John, while speaking to the Barkeep, is understandably enraged that his lover at the time left without reason. This prompts the Barkeep to propose an alliance wherein the two will travel back in life to confront the man.

How self-creation and self-fulfilling prophecy work in Predestination

The Barkeep is aware of John's story because he's a future version of him who has traveled back in time to interact with his younger self before the bomb defusal mishap happens. The Barkeep assures John that they can enact revenge on the estranged partner, and the pair travel back together to the night when Jane met her lover. However, during the search, John meets Jane and stumbles upon a heartbreaking realization: he had fallen in love with Jane and conceived a child with her, completing the self-fertilization process. The Barkeep, already aware of this painful truth, steals the child and brings her back to the orphanage in 1945, closing the predestination paradox of birth and self-reproduction.

The Barkeep then travels back to 1963 to convince John to leave Jane at the moment he is supposed to. This, in turn, loops us back to the bomb defusal incident, which puts John on the path to becoming the Barkeep while also closing this temporal cycle. In the meantime, Robertson, the person who set this horrible chain of events in motion, ensures that John/Barkeep evolves into a unique agent with no ties to the past or future (their mere existence is a temporal anomaly manufactured to precipitate a predestined end). This is abuse pushed to its limits; no individual should have to harbor this amount of weight on their shoulders while contending with identities thrust upon them without agency of their own.

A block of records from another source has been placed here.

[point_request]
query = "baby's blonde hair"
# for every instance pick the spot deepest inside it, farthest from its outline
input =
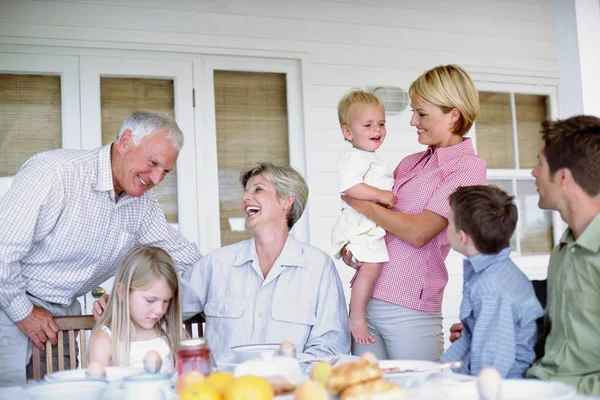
(140, 267)
(353, 99)
(448, 87)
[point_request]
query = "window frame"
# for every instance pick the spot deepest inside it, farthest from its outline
(525, 261)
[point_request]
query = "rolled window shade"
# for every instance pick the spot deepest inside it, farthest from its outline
(30, 118)
(252, 126)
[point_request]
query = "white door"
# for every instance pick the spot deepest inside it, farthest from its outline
(111, 89)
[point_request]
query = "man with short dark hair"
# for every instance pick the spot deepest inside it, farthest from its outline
(568, 180)
(499, 308)
(66, 222)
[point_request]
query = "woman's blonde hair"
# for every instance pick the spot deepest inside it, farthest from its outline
(287, 182)
(140, 267)
(449, 87)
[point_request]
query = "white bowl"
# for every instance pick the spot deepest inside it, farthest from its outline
(68, 390)
(250, 351)
(112, 374)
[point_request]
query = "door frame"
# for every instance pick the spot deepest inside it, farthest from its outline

This brings us to the final part of this maze, The Fizzle Bomber, who is an older version of the Barkeep. Does John/Barkeep succeed in breaking this toxic cycle? Although the film offers no easy answers, the Barkeep's attempts to change the past most likely fail because it has already happened.

The Fizzle Bomber is the tragic climax of this temporal loop

After closing all possible time loops, the Barkeep travels to 1975 to retire and decommission his time travel device, but it fails to shut down. Noticing that Roberson has left him with the exact location of the Fizzle Bomber, the Barkeep arrives at a time just before the bomb attack, finding the terrorist at a Laundromat. Horrified to learn that the man is his future self, the Barkeep confronts him, and the latter justifies his actions by stating that the bombs serve to prevent mass deaths, having convinced himself of his twisted morality. The Barkeep then kills his future self, keeping the still-working time travel device intact. Does this break in causal coherence change anything?

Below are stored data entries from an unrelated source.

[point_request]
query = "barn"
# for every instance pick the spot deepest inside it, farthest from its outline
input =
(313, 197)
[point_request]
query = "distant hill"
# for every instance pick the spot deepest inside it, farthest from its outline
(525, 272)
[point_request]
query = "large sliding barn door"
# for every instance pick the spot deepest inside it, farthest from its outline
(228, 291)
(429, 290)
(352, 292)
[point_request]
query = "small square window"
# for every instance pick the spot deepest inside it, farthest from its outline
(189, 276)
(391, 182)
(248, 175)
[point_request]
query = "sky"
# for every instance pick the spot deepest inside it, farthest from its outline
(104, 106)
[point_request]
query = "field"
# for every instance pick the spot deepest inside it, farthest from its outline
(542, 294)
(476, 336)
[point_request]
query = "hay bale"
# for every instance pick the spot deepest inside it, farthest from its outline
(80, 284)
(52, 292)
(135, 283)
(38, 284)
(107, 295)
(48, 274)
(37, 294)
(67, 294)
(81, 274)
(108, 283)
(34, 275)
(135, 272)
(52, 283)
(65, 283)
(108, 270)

If we look closer at the visual cues, it becomes clearer that this act changes nothing. The Barkeep does not decommission the device, which means that he will keep using it from time to time. As the effects of time travel caused the Barkeep to adopt such an extreme, violent worldview in the first place, his transformation into the Fizzle Bomber is tragically imminent and predestined to occur no matter what he does to thwart it.

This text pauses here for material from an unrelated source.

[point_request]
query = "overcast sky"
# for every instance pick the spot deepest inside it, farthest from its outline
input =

The bombing is an event that has already claimed countless lives and its inherent irreversibility makes everything that Jane, John, and The Barkeep have gone through — who share painful vignettes in different moments in time — hopelessly futile. "Predestination" underlines the harrowing cost of thwarting self-fulfilling prophecies, wherein every action undertaken to avoid a predestined conclusion inevitably steers us towards that very outcome. Needless to say, this is an intensely bleak realization to live with.